17. Nihil obstat — Anche se non si esprime alcuna certezza sull’autenticità soprannaturale del fenomeno, si riconoscono molti segni di un’azione dello Spirito Santo “in mezzo”[18] a una data esperienza spirituale, e non sono stati rilevati, almeno fino a quel momento, aspetti particolarmente critici o rischiosi. Per questa ragione si incoraggia il Vescovo diocesano ad apprezzare il valore pastorale e a promuovere pure la diffusione di questa proposta spirituale, anche mediante eventuali pellegrinaggi a un luogo sacro.

18. Prae oculis habeatur — Sebbene si riconoscano importanti segni positivi, si avvertono altresì alcuni elementi di confusione o possibili rischi che richiedono un attento discernimento e dialogo con i destinatari di una data esperienza spirituale da parte del Vescovo diocesano. Se ci fossero degli scritti o dei messaggi, potrebbe essere necessaria una chiarificazione dottrinale.

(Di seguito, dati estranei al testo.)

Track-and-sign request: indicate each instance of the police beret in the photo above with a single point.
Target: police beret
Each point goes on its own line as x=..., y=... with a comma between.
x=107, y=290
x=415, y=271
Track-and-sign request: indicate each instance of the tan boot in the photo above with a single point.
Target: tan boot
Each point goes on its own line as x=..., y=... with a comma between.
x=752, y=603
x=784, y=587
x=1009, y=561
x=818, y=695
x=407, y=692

19. Curatur — Si rilevano diversi o significativi elementi critici, ma allo stesso tempo c’è già un’ampia diffusione del fenomeno e una presenza di frutti spirituali ad esso collegati e verificabili. Si sconsiglia al riguardo un divieto che potrebbe turbare il Popolo di Dio. Ad ogni modo, il Vescovo diocesano è sollecitato a non incoraggiare questo fenomeno, a cercare espressioni alternative di devozione ed eventualmente a riorientarne il profilo spirituale e pastorale.

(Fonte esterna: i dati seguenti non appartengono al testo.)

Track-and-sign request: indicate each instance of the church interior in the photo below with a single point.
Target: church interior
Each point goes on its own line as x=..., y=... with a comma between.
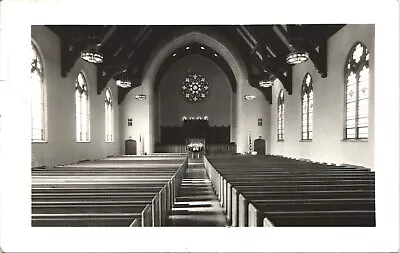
x=231, y=125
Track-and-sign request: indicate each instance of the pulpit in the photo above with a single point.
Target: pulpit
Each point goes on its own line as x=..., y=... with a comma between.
x=195, y=147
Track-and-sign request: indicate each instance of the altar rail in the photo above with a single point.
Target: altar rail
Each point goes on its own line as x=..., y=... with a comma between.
x=222, y=149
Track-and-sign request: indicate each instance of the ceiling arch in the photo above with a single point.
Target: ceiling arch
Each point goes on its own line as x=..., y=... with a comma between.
x=195, y=49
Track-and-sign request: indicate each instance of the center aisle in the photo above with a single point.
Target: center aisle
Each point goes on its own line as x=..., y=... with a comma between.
x=197, y=204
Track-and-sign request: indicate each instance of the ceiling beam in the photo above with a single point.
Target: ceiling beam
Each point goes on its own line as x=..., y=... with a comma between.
x=108, y=34
x=269, y=61
x=301, y=37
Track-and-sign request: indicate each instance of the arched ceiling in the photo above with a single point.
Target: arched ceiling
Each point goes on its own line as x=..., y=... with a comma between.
x=195, y=49
x=263, y=48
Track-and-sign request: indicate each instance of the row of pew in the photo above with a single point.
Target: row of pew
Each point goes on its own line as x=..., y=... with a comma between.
x=125, y=191
x=259, y=191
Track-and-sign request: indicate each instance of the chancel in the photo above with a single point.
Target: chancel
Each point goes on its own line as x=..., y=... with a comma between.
x=203, y=125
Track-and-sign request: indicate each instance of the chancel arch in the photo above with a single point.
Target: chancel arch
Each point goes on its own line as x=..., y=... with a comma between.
x=148, y=109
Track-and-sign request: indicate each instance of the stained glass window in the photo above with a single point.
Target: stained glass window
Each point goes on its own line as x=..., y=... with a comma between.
x=109, y=122
x=38, y=108
x=281, y=116
x=82, y=109
x=357, y=92
x=307, y=104
x=195, y=88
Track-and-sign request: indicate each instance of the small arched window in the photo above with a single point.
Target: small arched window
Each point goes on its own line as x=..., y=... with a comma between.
x=307, y=103
x=281, y=116
x=109, y=122
x=38, y=108
x=356, y=77
x=82, y=109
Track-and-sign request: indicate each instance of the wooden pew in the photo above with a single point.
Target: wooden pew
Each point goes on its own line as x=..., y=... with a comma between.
x=263, y=183
x=154, y=198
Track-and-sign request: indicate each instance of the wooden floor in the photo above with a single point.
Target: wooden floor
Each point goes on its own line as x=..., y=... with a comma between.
x=197, y=204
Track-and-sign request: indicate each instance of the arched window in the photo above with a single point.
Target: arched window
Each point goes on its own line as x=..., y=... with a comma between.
x=281, y=116
x=356, y=77
x=82, y=109
x=38, y=108
x=109, y=117
x=307, y=99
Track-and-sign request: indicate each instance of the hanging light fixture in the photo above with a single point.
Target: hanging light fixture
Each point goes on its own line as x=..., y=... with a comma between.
x=297, y=56
x=249, y=97
x=141, y=96
x=91, y=53
x=267, y=81
x=123, y=81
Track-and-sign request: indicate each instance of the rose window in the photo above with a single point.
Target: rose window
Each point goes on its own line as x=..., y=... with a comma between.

20. Sub mandato — Le criticità rilevate non sono legate al fenomeno in sé, ricco di elementi positivi, ma a una persona, a una famiglia o a un gruppo di persone che ne fanno un uso improprio. Si utilizza un’esperienza spirituale per un particolare ed indebito vantaggio economico, commettendo atti immorali o svolgendo un’attività pastorale parallela a quella già presente nel territorio ecclesiastico, senza accettare le indicazioni del Vescovo diocesano. In questo caso, la guida pastorale del luogo specifico in cui si verifica il fenomeno è affidata o al Vescovo diocesano o a un’altra persona delegata dalla Santa Sede, la quale, quando non sia in grado di intervenire direttamente, cercherà di raggiungere un accordo ragionevole.

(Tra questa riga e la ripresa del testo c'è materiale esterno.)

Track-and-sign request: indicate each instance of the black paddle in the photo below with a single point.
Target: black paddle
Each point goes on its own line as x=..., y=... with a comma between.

21. Prohibetur et obstruatur — Pur in presenza di legittime istanze e di alcuni elementi positivi, le criticità e i rischi appaiono gravi. Perciò, per evitare ulteriori confusioni o addirittura scandali che potrebbero intaccare la fede dei semplici, il Dicastero chiede al Vescovo diocesano di dichiarare pubblicamente che l’adesione a questo fenomeno non è consentita e di offrire contemporaneamente una catechesi che possa aiutare a comprendere le ragioni della decisione e a riorientare le legittime preoccupazioni spirituali di quella parte del Popolo di Dio.

22. Declaratio de non supernaturalitate — In questo caso il Vescovo diocesano è autorizzato dal Dicastero a dichiarare che il fenomeno è riconosciuto come non soprannaturale. Questa decisione si deve basare su fatti ed evidenze concreti e provati. Ad esempio, quando un presunto veggente dichiara di aver mentito, o quando testimoni credibili forniscono elementi di giudizio che permettono di scoprire la falsificazione del fenomeno, l’intenzione errata o la mitomania.

23. Alla luce di quanto sopra esposto, si ribadisce che né il Vescovo diocesano, né le Conferenze episcopali, né il Dicastero, di norma, dichiareranno che questi fenomeni sono di origine soprannaturale, nemmeno nel caso in cui si conceda un Nihil obstat (cfr. n. 11). Fermo restando che il Santo Padre può autorizzare ad intraprendere una procedura al riguardo.